11. The plasma etching process of claim 5, wherein etching the low-k material layer defines a via hole, a trench, or a dual damascene opening in the low-k material layer.

12. A dual damascene process, comprising:

providing a substrate having a stack of a low-k material layer and a metal hard mask layer thereon, wherein the low-k material layer has a hollow of via-hole pattern therein, and the metal hard mask layer is defined with a trench pattern over the hollow; and

etching the low-k material layer with a plasma of a gas mixture of helium (He) and at least one fluorinated hydrocarbon to form a trench in the low-k material layer by using the metal hard mask layer as a mask, and to deepen the hollow to complete a via hole in the low-k material layer.

13. The dual damascene process of claim 12, wherein the fluorinated hydrocarbon comprises CF4.

14. The dual damascene process of claim 13, wherein the gas mixture further comprises another fluorinated hydrocarbon, being C4F8 or C4F6.

15. The dual damascene process of claim 14, wherein He is introduced with a flow rate of 75-500 sccm, CF4 with a flow rate of 18-30 sccm, and C4F8 with a flow rate of 3-8 sccm.

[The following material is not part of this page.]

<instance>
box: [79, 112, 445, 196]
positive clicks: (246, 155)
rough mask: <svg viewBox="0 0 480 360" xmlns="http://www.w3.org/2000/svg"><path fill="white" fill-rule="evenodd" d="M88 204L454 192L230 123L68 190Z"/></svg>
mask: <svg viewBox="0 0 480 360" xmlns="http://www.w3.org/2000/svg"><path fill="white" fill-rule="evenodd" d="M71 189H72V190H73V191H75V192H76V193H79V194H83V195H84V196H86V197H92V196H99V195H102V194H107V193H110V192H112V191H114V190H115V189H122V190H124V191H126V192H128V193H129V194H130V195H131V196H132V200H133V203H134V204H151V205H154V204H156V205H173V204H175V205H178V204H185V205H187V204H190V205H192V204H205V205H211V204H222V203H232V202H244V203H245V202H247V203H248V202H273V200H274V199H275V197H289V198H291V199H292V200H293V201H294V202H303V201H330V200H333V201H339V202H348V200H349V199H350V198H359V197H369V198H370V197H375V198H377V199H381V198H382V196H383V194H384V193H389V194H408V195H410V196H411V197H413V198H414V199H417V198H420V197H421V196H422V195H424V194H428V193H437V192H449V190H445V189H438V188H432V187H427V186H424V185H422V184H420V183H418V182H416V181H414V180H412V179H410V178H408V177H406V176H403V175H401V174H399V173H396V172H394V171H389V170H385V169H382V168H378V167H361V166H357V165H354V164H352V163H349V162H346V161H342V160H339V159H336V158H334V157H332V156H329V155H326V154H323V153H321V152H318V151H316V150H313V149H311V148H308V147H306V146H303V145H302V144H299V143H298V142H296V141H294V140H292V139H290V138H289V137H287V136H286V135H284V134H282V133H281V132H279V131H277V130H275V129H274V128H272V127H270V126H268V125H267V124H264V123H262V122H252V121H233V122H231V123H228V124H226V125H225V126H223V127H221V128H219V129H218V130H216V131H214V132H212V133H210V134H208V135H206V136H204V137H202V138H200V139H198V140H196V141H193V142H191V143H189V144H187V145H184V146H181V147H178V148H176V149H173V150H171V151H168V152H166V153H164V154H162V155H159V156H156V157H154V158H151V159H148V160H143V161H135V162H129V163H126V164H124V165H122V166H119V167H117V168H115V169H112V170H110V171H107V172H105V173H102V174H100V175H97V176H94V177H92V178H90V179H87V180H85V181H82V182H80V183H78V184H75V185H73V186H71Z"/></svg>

16. The dual damascene process of claim 12, wherein the low-k material layer comprises a material selected from a group consisting essentially of porous silicon oxide, hydrogen silsesquioxane (HSQ), methyl silsesquioxane (MSQ) and fluorinated glass (FSG).

17. The dual damascene process of claim 12, wherein the metal hard mask layer comprises TiN or TaN.

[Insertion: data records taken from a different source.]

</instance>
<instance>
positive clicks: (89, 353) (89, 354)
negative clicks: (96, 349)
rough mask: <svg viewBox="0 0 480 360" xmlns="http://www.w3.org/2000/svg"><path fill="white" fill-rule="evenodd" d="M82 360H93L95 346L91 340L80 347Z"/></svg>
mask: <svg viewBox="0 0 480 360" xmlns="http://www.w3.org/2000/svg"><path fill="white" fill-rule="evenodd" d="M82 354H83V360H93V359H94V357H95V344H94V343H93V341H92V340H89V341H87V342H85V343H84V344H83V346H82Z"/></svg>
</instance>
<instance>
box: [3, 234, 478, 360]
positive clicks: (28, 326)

18. The dual damascene process of claim 12, wherein providing the substrate having a stack of the low-k material layer and the metal hard mask layer thereon comprises:

sequentially forming a blanket low-k material layer and a blanket metal layer on a substrate;

defining the trench pattern in the blanket metal layer; and

forming the hollow of via-hole pattern in the blanket low-k material layer under the trench pattern.

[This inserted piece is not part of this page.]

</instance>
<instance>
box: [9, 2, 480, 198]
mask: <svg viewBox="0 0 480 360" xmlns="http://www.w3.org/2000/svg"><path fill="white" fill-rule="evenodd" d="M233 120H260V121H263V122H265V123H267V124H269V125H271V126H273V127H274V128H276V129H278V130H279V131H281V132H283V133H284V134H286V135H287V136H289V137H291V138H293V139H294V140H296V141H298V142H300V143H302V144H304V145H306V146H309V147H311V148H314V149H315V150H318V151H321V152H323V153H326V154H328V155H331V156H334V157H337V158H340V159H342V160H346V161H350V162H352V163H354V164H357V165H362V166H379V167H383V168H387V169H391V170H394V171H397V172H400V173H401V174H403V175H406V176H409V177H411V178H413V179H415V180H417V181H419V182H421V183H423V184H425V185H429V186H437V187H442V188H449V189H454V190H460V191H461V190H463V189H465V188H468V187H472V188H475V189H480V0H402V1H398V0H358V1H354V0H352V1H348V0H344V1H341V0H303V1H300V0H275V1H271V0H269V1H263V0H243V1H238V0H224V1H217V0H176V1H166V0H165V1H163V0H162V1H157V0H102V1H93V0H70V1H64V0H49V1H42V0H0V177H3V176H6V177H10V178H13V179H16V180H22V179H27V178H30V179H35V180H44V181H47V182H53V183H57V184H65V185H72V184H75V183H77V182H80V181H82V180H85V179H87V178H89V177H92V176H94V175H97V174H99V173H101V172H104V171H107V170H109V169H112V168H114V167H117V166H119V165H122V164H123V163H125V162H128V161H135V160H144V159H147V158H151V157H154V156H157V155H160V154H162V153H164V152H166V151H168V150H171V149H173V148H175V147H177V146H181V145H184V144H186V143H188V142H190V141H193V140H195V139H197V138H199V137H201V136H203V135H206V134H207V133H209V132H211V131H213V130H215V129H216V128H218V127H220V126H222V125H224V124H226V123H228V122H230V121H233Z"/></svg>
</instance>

19. The dual damascene process of claim 18, wherein defining the trench pattern in the blanket metal layer comprises:

forming a bottom anti-reflection coating (BARC) on the blanket metal layer;

forming a photoresist layer having the trench pattern on the bottom anti-reflection coating; and

using the photoresist layer as a mask to etch away the exposed bottom anti-reflection coating and then transfer the trench pattern to the blanket metal layer.

20. The dual damascene process of claim 18, wherein forming the hollow of via-hole pattern in the blanket low-k material layer under the trench pattern comprises:

forming a bottom anti-reflection coating (BARC) on the substrate;

forming a photoresist layer having the via-hole pattern on the bottom anti-reflection coating; and

using the photoresist layer as a mask to etch away the exposed bottom anti-reflection coating and then partially etch the exposed low-k material layer to form the hollow.

21. The dual damascene process of claim 12, wherein the stack further comprises a non-metal hard mask layer directly under the metal hard mask layer.

22. The dual damascene process of claim 21, wherein the non-metal hard mask layer comprises silicon carbide (SiC).